Stream Improvements Aid Fish Habitat
Placed just right, a boulder can redirect flow away from an eroding bank and create features like pools, riffles and scours that improve habitat for threatened aquatic species. The Salmo Watershed Streamkeepers Society is planning improvements like this over three years to enhance a critical ecosystem in the Salmo River, just north of the town of Salmo. Other activities will include restoring approximately 245 metres of a former side channel, protecting old-growth cedar trees and encouraging the growth of native plants like cottonwood.
“Human activities have left a simplified ecosystem, while bank erosion threatens key habitat features, degrades water quality and widens the channel, which raises water temperature,” said Gerry Nellestijn, Coordinator with the Salmo Watershed Streamkeepers Society. “We look forward to proceeding with this project to address both erosion and simplified habitat. This will help us obtain our long-term vision of restoring the Salmo River watershed and increasing aquatic biodiversity.”
Pollination Pathways to Support Critical Ecosystems
Many native bees and all moths and butterflies need native plants to complete their life cycles. Most plants need native pollinators to produce seed and fruit. The Pollination Pathway Climate Adaptation Initiative will enhance plant-pollinator networks in the Lower Columbia sub-region by working toward restoration of the pollination systems within these diverse native plant communities. The five-year project will increase abundance and connectivity of important native wildflowers through seed collection, growing and plantings, and enhance habitat for native insect pollinators through the preservation of nest sites and the provision of host plants for specialist bees, butterflies and moths. This project will enhance over 250 hectares of riparian camas meadow ecosystems and over 400 hectares of upland showy milkweed meadow ecosystems at seven sites.
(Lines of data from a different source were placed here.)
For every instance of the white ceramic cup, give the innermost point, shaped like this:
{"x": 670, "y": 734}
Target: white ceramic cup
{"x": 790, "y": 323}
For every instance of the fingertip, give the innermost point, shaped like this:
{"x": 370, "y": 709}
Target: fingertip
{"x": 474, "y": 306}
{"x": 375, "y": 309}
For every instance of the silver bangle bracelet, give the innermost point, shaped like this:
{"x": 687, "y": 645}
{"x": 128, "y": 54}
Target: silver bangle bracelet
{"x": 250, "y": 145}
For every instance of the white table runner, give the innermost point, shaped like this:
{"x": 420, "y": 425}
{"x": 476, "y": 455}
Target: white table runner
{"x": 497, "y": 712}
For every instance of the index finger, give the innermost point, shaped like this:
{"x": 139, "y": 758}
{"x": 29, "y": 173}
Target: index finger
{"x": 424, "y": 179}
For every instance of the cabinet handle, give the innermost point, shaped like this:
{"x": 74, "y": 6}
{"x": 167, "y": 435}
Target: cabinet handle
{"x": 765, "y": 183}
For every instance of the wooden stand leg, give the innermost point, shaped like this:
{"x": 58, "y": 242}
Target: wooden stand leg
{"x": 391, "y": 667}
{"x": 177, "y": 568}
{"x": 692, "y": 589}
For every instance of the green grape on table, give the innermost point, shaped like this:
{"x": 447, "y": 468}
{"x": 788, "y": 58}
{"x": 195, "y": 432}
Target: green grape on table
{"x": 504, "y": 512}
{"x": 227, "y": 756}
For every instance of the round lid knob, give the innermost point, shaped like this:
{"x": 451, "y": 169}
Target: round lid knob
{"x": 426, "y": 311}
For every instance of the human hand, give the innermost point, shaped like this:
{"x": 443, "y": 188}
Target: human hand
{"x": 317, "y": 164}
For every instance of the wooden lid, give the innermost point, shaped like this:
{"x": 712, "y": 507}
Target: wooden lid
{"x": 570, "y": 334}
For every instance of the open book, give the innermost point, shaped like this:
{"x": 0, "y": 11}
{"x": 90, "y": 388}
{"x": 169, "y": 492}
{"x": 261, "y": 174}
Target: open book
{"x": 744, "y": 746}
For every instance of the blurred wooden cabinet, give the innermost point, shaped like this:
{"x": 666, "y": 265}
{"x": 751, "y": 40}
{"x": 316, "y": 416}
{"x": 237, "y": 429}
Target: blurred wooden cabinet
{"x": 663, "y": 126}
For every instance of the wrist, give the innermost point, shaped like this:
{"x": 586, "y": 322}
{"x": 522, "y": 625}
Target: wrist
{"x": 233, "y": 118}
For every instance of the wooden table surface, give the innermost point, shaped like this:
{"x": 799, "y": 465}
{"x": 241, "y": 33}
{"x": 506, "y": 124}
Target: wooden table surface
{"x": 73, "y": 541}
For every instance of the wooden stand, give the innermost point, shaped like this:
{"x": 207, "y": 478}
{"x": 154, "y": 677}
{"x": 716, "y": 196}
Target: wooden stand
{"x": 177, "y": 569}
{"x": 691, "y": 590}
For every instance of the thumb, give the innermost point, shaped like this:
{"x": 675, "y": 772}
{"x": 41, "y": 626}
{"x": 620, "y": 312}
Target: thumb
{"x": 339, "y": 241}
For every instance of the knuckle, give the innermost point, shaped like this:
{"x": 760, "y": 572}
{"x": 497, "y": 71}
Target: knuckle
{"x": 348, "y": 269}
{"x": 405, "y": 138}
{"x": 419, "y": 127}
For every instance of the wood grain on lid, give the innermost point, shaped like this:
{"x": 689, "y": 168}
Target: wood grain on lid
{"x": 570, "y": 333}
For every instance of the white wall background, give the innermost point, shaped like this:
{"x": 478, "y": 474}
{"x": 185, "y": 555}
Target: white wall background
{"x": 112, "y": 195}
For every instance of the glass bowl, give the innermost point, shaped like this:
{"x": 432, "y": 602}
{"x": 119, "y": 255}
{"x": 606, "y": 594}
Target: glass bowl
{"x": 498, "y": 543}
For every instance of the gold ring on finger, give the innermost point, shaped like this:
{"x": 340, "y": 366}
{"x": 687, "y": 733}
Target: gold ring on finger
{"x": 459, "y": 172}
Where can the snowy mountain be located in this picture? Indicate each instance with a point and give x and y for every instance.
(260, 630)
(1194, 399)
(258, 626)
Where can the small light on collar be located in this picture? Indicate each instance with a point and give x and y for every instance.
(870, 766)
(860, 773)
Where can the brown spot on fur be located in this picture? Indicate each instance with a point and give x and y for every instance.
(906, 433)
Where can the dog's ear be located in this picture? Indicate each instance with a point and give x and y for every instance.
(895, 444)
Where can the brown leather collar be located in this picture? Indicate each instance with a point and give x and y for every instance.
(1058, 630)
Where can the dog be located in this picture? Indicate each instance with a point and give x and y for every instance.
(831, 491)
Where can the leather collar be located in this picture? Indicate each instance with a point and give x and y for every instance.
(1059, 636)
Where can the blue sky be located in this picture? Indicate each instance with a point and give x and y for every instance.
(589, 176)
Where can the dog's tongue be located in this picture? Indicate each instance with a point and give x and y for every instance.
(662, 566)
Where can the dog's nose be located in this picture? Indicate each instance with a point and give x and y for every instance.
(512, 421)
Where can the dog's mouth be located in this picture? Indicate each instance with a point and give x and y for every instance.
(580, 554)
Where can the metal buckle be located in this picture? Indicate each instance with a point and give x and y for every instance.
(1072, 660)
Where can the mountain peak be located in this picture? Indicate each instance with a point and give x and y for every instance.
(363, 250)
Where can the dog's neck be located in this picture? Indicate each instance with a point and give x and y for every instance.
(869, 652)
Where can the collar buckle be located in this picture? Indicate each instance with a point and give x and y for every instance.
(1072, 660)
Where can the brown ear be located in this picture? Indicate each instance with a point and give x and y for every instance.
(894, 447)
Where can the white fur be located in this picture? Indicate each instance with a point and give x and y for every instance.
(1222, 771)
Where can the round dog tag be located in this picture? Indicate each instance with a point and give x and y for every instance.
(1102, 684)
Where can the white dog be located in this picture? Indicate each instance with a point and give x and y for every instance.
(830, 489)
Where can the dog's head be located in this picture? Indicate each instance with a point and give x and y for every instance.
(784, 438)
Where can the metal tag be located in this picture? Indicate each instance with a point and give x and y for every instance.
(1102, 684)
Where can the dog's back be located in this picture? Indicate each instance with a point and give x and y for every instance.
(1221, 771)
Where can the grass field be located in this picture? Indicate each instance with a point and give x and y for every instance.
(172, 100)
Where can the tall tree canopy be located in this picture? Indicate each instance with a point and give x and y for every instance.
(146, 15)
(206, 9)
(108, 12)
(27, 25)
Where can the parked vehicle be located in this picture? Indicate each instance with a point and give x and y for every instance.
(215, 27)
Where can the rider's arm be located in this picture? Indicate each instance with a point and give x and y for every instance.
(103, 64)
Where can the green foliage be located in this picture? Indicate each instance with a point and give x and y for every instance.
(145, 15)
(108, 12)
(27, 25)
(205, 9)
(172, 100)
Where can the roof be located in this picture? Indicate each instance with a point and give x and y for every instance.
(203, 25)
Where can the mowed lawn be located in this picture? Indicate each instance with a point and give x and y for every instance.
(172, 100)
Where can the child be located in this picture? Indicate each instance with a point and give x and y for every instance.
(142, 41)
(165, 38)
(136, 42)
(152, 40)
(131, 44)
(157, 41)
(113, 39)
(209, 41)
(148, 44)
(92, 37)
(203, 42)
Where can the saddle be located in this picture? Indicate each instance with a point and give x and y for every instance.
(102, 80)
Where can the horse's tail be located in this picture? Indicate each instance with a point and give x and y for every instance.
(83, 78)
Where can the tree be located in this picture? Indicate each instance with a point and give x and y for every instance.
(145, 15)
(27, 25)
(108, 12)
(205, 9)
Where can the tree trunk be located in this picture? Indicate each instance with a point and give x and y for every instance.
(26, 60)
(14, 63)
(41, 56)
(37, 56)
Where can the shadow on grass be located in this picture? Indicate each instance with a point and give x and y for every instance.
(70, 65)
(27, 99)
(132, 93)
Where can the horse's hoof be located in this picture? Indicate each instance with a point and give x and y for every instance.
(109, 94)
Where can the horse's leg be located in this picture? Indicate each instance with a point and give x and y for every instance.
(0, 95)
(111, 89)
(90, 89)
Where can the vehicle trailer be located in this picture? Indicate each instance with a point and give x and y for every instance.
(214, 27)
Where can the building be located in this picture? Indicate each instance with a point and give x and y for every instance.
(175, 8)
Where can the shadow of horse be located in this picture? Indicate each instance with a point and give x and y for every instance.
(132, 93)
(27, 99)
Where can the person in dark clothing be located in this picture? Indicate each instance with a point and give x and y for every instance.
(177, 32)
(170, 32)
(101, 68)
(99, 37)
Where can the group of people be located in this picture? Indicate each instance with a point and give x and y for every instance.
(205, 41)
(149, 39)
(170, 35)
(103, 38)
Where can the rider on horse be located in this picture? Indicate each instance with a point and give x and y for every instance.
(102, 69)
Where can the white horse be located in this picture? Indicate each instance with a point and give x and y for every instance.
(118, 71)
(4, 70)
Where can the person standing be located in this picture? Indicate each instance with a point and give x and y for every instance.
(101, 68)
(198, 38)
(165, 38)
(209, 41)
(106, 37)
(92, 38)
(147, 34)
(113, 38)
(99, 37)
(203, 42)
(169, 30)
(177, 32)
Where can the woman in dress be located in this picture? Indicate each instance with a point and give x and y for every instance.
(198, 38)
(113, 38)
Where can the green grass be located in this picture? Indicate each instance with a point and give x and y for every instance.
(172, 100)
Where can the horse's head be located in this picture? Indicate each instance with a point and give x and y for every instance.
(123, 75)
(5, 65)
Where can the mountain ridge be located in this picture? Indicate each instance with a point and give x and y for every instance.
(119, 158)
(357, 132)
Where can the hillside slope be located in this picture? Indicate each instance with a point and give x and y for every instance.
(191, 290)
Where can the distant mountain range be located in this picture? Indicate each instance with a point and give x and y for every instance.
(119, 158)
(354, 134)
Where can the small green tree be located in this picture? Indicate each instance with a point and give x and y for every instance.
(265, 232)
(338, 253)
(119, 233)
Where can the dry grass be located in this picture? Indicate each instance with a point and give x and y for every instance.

“The pollination of flowering plants by animals is a critical ecosystem service. The decline of pollinators has many causes, including the decline of our natural areas and thriving native plant populations,” said Valerie Huff, Restoration Botanist with the Kootenay Native Plant Society. “Camas and milkweed are anchor plants for pollinators in the region’s ecosystem, but there are many other plants included in the Pollination Pathway initiative that will support many species of endangered and at-risk pollinators.”